MESS ile metal işçilerin toplu sözleşme süreci tüm Türkiye işçi sınıfına önemli deneyimler kazandırdı. Grevin yapılamamış olması, sendikal bürokrasinin en beğenilen sendikalar içinde bile hiç kuşkusuz yer edindiğini gözler önüne serdi. Grevin iptal kararı ne kadar önemli bir kaybımız olsa da, bir o kadar da kazandırdığı önemli deneyimler var. Buradan çıkaracak sonuç önümüzdeki yıllarda yapılacak tüm toplu sözleşmelerde işçi sınıfının hazırlık sürecini belirleyecek.
Sarı ve kırmızı diye sendika tanımlamaları yapmayacağım. Biri erken imzaladı, diğeri ise bir vakit sonra. Buradan işçilerin fabrikalarında ne kadar örgütlü olduğu sonucunu çıkardık. Bu süreçte birçok yorumlar yaptık, birçok öngörüde bulunduk. Süreç grevin iptali ile sonuçlandı. Grevi isteyen ve bu basıncı oluşturan metal işçileri iptal kararından ne kadar rahatsız olsalar da, karşı hamle geliştiremedi. Yine de fabrikalarda irili ufaklı talepler için işverenle mücadele sürdürülüyor. Bu gelişmeler metal işçisinin taban örgütlülüğüne bağlı olarak sürüyor.
Bu gerçeklikleri cebimize koyup önümüzdeki süreçlere bakacağız. Tarih boyunca birçok sözleşmede iyi sonuçlar almış olan sendika, bu sefer sınıfta kaldı. Bunun sorumlusu işçi sınıfından çok, sendikacılarla mutlak güven ilişkisi kuran destekçilerdir. Bu bize çok şey kazandırdı diyebiliriz. Artık bunlar yapar, bunlar yapmaz düzlüğünden çıktık. Bu sendikacılara bu işi nasıl yaptıracağız? Karar vericinin işçiler olduğunu nasıl öğreteceğiz? Burda bize düşen bu olacak.
İşçi komiteleri ve işlevi
Bulunduğumuz her sektörde, sendikalı değilse sendikalı olmanın; sendikalı ise sendikamıza sıkı sıkıya sarılmanın peşinde olmalıyız. Sarılmak ki nefes bile aldırmadan… İğneden ipliğe her kararda söz sahibi işçiler olmalı. Fabrikadaki iş güvenliğinden, istenen zam oranına, verilen aidatların nerede ve ne zaman kullanılacağına kadar tüm meselelerde karar verici işçiler olmalı. Bu da, ancak seçtiğimiz sendikacıların denetlenmesiyle ve fabrikalarda işçi komitelerinin oluşturulmasıyla mümkün.

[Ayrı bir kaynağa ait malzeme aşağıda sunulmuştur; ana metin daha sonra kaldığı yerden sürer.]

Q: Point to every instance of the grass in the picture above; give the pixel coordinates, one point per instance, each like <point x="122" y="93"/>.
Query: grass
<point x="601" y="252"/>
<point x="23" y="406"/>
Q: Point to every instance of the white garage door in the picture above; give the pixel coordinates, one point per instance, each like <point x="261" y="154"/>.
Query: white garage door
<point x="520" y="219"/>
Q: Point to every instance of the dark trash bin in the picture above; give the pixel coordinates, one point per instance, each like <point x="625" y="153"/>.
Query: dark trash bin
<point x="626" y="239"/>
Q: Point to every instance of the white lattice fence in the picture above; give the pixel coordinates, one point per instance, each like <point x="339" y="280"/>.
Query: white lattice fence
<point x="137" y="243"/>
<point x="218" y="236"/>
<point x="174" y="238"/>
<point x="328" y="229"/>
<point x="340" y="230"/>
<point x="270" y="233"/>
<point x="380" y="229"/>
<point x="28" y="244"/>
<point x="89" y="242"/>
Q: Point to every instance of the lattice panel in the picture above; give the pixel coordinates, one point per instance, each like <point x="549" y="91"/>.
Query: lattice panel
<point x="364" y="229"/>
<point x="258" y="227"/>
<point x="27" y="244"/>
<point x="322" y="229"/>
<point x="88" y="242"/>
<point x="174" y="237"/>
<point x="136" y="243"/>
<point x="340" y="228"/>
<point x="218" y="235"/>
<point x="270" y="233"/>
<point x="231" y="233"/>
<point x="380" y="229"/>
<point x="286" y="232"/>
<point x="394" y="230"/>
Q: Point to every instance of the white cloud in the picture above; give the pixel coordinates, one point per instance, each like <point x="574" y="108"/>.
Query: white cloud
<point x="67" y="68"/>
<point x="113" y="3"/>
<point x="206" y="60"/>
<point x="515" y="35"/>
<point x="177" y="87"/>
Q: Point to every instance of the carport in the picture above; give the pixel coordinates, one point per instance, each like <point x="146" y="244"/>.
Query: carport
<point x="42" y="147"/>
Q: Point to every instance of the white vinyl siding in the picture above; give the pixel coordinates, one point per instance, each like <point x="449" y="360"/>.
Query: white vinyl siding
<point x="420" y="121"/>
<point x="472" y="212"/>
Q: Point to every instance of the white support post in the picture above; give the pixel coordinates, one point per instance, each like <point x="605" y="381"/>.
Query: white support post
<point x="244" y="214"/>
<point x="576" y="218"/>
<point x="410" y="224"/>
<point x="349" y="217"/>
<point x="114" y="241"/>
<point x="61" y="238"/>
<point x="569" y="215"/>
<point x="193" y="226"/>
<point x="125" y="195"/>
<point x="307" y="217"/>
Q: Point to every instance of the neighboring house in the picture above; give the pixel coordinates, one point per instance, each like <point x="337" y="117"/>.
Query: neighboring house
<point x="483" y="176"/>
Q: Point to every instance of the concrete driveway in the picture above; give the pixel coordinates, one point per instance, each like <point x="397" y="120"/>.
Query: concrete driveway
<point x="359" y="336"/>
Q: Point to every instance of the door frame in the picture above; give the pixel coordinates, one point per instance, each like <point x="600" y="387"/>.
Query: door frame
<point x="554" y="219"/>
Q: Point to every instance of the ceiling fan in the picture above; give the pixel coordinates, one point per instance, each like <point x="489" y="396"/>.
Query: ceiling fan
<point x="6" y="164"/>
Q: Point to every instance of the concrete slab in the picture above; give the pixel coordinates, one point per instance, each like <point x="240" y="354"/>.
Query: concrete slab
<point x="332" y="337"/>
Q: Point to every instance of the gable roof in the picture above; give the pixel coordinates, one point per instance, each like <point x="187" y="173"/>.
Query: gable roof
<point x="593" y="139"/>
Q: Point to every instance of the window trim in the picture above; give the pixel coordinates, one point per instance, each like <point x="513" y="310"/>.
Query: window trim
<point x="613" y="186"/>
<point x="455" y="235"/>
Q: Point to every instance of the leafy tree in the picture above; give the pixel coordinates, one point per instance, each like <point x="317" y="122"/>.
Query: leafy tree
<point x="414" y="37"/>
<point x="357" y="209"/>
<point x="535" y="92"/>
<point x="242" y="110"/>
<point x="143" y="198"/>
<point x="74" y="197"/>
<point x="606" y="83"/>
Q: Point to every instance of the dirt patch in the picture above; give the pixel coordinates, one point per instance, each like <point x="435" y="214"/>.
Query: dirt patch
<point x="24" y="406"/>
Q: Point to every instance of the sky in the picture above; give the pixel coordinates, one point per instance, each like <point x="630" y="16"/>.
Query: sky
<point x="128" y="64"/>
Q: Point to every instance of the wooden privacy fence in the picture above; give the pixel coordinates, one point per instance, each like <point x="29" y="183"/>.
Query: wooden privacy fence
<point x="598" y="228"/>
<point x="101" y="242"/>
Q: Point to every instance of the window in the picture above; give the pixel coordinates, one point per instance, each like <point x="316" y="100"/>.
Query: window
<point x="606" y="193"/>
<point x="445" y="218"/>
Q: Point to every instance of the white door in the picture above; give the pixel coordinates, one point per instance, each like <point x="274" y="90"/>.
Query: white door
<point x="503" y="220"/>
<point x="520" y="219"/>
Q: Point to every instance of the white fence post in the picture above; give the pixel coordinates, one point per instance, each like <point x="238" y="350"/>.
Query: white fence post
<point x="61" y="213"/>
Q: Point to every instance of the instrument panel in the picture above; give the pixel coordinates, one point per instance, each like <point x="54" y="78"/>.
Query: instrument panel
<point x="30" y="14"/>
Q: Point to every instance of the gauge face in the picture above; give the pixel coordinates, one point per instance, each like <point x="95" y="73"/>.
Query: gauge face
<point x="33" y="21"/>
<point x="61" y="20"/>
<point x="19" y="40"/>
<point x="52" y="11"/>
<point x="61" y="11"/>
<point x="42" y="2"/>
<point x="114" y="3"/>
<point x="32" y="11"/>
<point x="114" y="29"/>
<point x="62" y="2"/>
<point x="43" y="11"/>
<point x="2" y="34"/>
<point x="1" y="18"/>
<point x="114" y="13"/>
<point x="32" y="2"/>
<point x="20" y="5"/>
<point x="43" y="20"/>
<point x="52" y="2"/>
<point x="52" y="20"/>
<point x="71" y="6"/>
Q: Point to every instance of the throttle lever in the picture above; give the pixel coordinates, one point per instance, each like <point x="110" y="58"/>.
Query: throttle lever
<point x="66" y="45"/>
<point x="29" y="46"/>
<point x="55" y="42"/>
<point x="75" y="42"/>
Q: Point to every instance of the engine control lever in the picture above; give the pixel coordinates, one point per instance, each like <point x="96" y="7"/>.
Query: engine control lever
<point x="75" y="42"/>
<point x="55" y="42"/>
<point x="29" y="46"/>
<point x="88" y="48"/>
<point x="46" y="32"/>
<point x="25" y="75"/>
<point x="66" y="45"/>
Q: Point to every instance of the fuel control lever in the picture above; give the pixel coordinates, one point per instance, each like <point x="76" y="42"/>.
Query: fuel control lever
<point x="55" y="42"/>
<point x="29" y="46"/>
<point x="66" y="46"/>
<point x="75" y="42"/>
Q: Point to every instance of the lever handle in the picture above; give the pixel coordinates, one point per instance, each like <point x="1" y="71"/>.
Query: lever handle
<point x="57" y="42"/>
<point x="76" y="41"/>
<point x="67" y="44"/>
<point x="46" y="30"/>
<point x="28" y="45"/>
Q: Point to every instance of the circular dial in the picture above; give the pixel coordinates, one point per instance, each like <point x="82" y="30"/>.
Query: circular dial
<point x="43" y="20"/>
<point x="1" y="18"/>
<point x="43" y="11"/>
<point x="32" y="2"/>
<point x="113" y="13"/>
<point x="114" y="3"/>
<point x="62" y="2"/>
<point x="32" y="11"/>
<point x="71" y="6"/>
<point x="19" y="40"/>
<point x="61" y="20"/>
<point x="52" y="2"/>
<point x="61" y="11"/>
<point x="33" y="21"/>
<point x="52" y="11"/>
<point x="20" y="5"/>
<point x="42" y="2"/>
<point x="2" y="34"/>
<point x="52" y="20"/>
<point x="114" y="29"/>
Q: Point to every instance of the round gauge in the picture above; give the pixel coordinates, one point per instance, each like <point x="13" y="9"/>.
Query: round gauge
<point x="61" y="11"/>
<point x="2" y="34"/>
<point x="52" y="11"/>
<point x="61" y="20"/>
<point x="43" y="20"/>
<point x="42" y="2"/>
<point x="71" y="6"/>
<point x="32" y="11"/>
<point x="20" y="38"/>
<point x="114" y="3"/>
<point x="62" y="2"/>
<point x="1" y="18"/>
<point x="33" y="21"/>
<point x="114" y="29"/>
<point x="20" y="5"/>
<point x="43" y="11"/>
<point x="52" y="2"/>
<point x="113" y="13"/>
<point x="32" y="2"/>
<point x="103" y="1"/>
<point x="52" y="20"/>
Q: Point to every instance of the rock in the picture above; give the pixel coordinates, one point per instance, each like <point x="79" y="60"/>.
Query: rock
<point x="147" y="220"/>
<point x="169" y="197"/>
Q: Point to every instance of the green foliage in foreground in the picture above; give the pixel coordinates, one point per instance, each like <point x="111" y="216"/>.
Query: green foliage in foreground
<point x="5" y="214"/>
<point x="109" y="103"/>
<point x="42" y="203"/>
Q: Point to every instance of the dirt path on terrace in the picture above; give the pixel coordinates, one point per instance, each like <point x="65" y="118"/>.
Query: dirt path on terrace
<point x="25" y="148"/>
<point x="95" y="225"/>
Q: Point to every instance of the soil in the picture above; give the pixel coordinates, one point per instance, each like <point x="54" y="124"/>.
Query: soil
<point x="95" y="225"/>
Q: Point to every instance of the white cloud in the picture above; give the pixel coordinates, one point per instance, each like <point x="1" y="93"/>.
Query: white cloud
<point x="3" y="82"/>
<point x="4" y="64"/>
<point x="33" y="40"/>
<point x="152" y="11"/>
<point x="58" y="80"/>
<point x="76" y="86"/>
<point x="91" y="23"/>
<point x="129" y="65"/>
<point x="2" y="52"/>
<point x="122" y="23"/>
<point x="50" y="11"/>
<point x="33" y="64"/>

Süreçlere hazırlık yapan, her durumda inisiyatif alabilen işçi komitelerini kurmalıyız. Aynı maaşı aldığımız, aynı üretimin içerisinde olduğumuz arkadaşlarımızla birlikte karar vermeliyiz. Ancak bu örgütlülüğü sağlayabilirsek, bizim adımıza verilen kararların sonuçlarını yaşamak zorunda kalmayız. Karar verici biz oluruz.
Kurduğumuz komiteleri birçok alanda çalıştıracağız. Grev günlerinde var olan ihtiyaçlarımızın hesabını bu komitelerden yapacağız. Verdiğimiz aidatlar, greve gittiğimiz tarihler, hepi topu kaç kere gittik zaten, hepsini biliyoruz. Bu komiteler bunun hesabını yapabilecek. Eğitimlerin düzenlenmesine ve hangi konularda ihtiyaç olduğuna, işten atma tehditlerine, ücretsiz izne çıkarma dayatmalarına ve sosyal haklarımızın çeşitli bahanelerle gaspına karşı hazırlığımızı yapacağımız yerler işte bu komitelerden geçiyor.
Sadece grev günlerinde değil; her gün ürettiğimiz, emek verdiğimiz fabrikalarda örgütlülüğümüzü daha da geliştirmemiz gerekiyor. Çalıştığımız fabrikalarda en çok neye ihtiyacımız var, ne gibi sorunlarla boğuşuyoruz, bunların hepsini en iyi biz biliyoruz. En iyi bilenler ve yaşam standartları aynı olanlar kendi kaderlerine kendileri karar verebilir.
Bu, yaparsak iyi olur diyeceğimiz ya da birilerine ‘benim adıma yap’ diyeceğimiz bir mesele değil. Yapmakta zorunlu olduğumuz tek kurtuluş yolumuzdur.